Parsing string with repeating pattern with regex?

Hi,

I read a text file line by line with a GHPython script. What I get is a list of strings, one string per line. I now need to parse each string into more manageable data (i.e. strings, integers) that I can use to place geometry and annotate it.

The strings look like this:

  • “the description (number)” (e.g. “door (0)”)
  • “the description (number|number|number)” (e.g. "window (1|22|4))
  • “the description (number|number|number|number)” (e.g. "toilet (2|6|5|10))

The description refers to the geometry type, the first integer to the floor number, the second to last integers to the rooms in which one of the described objects is to be placed.
And no, the structuring of the data in the text file was not my idea! :wink:

Now what I want is a list of split/parsed strings for each line from the text file that I can process further, for instance:

  • “window (1|22|4)” -> [ “window”, “1”, “22”, “4” ]

I guess regular expressions are best fit to accomplish this and I already managed to come up with this:

  • (.+)\s+((\d+)\), which perfectly matches [ “door", “0” ] for “door (0)”

However, some items have more data to parse:

  • (.+)\s((\d+)+\|\), which matches only [ “window”, “1” ] for “window (1|22|4)”

How can I repeat the pattern matching for the part (\d+)+\| (i.e “1|”) up to the closing parenthesis for an undefined number repetitions of this pattern? The last item to match would be an integer, which could be caught separately with (\d+)\).

Also is there a way to match either the simple or the extended case with a single regular expression?

Thanks!

Do you have access to some good references and tutorials like:

https://docs.microsoft.com/en-us/dotnet/standard/base-types/regular-expression-language-quick-reference

https://www.regular-expressions.info/tutorial.html

The Microsoft topic is for the regex in .NET ie: C# and VB etc. Python may have some additions and omissions.

I’ve found that using regular expressions is truly a top-notch way of dealing with tasks like yours, but each time I need to use them it’s a major brain exercise with lots of trial and error to get it right (probably because I’m not doing it every day :grin:).

I also found this book very helpful because it presents increasingly more complicated tasks with real-world examples:

“Learning Regular Expressions” by Ben Forta, Addison-Wesley 2018

Yes, I know how to navigate and search the internet! :wink: But thanks!

Same, here! They are super nice to parse strings, but without regular exercise, pretty hard to master. I’ve worked with regex in the past, but never dove in really deep!

Well I don’t have the time, nor the patience to read a whole book in order to find a solution to this problem. :wink: It might be great to check it out for future reference though.

Hello,

You should be able to add some (\d*) to catch more digits which may or may not be present.
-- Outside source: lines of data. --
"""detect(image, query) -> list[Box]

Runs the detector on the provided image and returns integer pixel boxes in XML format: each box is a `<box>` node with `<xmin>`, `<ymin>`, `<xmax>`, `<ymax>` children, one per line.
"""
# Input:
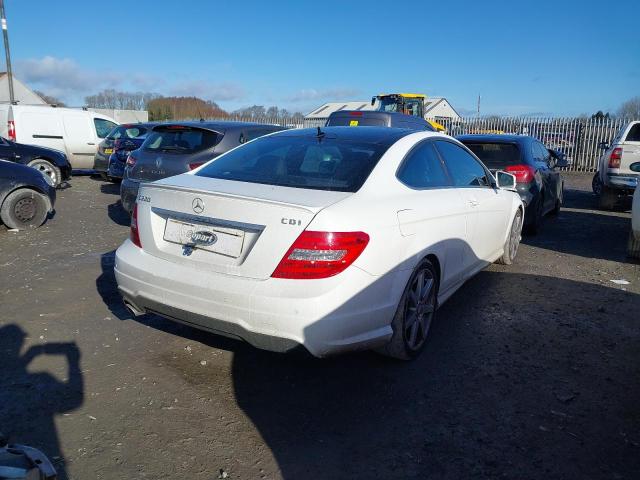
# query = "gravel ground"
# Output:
<box><xmin>0</xmin><ymin>174</ymin><xmax>640</xmax><ymax>480</ymax></box>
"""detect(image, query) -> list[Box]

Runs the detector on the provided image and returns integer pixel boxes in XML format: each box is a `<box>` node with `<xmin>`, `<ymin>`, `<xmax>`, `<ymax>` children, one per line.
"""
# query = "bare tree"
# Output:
<box><xmin>34</xmin><ymin>90</ymin><xmax>66</xmax><ymax>107</ymax></box>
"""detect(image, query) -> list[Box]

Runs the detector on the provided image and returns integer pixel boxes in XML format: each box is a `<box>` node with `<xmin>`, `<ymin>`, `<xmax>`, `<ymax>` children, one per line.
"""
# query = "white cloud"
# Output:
<box><xmin>285</xmin><ymin>87</ymin><xmax>359</xmax><ymax>103</ymax></box>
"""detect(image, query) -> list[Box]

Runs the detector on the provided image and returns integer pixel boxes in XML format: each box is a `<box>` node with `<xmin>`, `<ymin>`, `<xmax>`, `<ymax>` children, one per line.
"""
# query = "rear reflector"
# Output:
<box><xmin>7</xmin><ymin>120</ymin><xmax>16</xmax><ymax>142</ymax></box>
<box><xmin>271</xmin><ymin>230</ymin><xmax>369</xmax><ymax>279</ymax></box>
<box><xmin>504</xmin><ymin>165</ymin><xmax>536</xmax><ymax>183</ymax></box>
<box><xmin>609</xmin><ymin>147</ymin><xmax>622</xmax><ymax>168</ymax></box>
<box><xmin>130</xmin><ymin>203</ymin><xmax>142</xmax><ymax>248</ymax></box>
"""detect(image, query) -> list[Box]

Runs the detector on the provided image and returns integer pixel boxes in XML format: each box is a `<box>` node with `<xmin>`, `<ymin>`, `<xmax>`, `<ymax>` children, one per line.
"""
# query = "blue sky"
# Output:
<box><xmin>5</xmin><ymin>0</ymin><xmax>640</xmax><ymax>115</ymax></box>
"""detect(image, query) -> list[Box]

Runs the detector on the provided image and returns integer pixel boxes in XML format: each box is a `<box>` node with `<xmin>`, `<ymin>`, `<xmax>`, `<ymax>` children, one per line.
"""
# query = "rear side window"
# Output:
<box><xmin>93</xmin><ymin>118</ymin><xmax>117</xmax><ymax>138</ymax></box>
<box><xmin>107</xmin><ymin>125</ymin><xmax>147</xmax><ymax>140</ymax></box>
<box><xmin>196</xmin><ymin>136</ymin><xmax>387</xmax><ymax>192</ymax></box>
<box><xmin>465</xmin><ymin>142</ymin><xmax>521</xmax><ymax>170</ymax></box>
<box><xmin>435</xmin><ymin>141</ymin><xmax>489</xmax><ymax>187</ymax></box>
<box><xmin>625</xmin><ymin>123</ymin><xmax>640</xmax><ymax>142</ymax></box>
<box><xmin>397</xmin><ymin>142</ymin><xmax>451</xmax><ymax>188</ymax></box>
<box><xmin>142</xmin><ymin>127</ymin><xmax>218</xmax><ymax>153</ymax></box>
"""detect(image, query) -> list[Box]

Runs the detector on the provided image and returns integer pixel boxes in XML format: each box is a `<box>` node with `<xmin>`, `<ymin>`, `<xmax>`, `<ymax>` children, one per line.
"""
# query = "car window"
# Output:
<box><xmin>196</xmin><ymin>136</ymin><xmax>388</xmax><ymax>192</ymax></box>
<box><xmin>464</xmin><ymin>141</ymin><xmax>522</xmax><ymax>170</ymax></box>
<box><xmin>625</xmin><ymin>123</ymin><xmax>640</xmax><ymax>142</ymax></box>
<box><xmin>142</xmin><ymin>125</ymin><xmax>218</xmax><ymax>153</ymax></box>
<box><xmin>93</xmin><ymin>118</ymin><xmax>117</xmax><ymax>138</ymax></box>
<box><xmin>435</xmin><ymin>140</ymin><xmax>490</xmax><ymax>187</ymax></box>
<box><xmin>397</xmin><ymin>142</ymin><xmax>451</xmax><ymax>188</ymax></box>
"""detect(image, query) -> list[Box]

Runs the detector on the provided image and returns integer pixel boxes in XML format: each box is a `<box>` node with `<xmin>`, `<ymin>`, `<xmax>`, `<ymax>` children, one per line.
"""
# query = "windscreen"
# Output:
<box><xmin>196</xmin><ymin>136</ymin><xmax>387</xmax><ymax>192</ymax></box>
<box><xmin>142</xmin><ymin>127</ymin><xmax>218</xmax><ymax>153</ymax></box>
<box><xmin>464</xmin><ymin>142</ymin><xmax>521</xmax><ymax>170</ymax></box>
<box><xmin>327</xmin><ymin>115</ymin><xmax>387</xmax><ymax>127</ymax></box>
<box><xmin>109</xmin><ymin>125</ymin><xmax>147</xmax><ymax>140</ymax></box>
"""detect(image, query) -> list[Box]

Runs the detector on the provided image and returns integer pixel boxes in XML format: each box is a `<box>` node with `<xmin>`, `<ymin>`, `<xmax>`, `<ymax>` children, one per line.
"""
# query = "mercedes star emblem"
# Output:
<box><xmin>191</xmin><ymin>197</ymin><xmax>204</xmax><ymax>213</ymax></box>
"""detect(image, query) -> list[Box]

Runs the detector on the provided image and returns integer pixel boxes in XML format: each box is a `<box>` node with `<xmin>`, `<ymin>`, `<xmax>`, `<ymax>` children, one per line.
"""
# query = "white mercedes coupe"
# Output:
<box><xmin>115</xmin><ymin>127</ymin><xmax>524</xmax><ymax>359</ymax></box>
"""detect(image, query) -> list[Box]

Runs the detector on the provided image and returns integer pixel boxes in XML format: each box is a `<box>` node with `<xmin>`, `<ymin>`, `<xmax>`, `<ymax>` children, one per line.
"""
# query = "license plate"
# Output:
<box><xmin>164</xmin><ymin>218</ymin><xmax>244</xmax><ymax>258</ymax></box>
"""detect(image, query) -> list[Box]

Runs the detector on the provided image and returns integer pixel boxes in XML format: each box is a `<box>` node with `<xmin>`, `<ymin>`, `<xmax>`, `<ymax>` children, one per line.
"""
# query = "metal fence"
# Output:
<box><xmin>199</xmin><ymin>117</ymin><xmax>631</xmax><ymax>172</ymax></box>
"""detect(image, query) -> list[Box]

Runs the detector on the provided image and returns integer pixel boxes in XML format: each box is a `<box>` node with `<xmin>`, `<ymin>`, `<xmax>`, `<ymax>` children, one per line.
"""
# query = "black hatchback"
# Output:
<box><xmin>456</xmin><ymin>135</ymin><xmax>567</xmax><ymax>234</ymax></box>
<box><xmin>120</xmin><ymin>121</ymin><xmax>285</xmax><ymax>212</ymax></box>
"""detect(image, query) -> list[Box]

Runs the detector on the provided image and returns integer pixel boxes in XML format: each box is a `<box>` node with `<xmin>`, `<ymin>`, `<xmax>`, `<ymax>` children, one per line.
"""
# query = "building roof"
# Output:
<box><xmin>305</xmin><ymin>97</ymin><xmax>460</xmax><ymax>119</ymax></box>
I’ve found the parse module to be handy for simple pattern matching in the past but it is probably CPython only.,

Does this help?

>>> re.search('(\d+).?(\d*).?(\d*)','window (1|22|4)').group(1)
'1'
>>> re.search('(\d+).?(\d*).?(\d*)','window (1|22|4)').group(2)
'22'
>>> re.search('(\d+).?(\d*).?(\d*)','window (1|22|4)').group(3)
'4'
1 Like

I’d tried that, but it didn’t catch all integers somehow, mainly because of the special character “|”, I imagine.

Wow, the parse module looks super straightforward and easy to use. Thanks for recommending it, Dancer! :slight_smile:
Unfortunately, as you may know, CPython is still off limits in the current iteration of GHPython, unless you are willing to fiddle with PythonRemote or alike plugins. :frowning:
This project is not worth that. I want to be done with it as soon as possible!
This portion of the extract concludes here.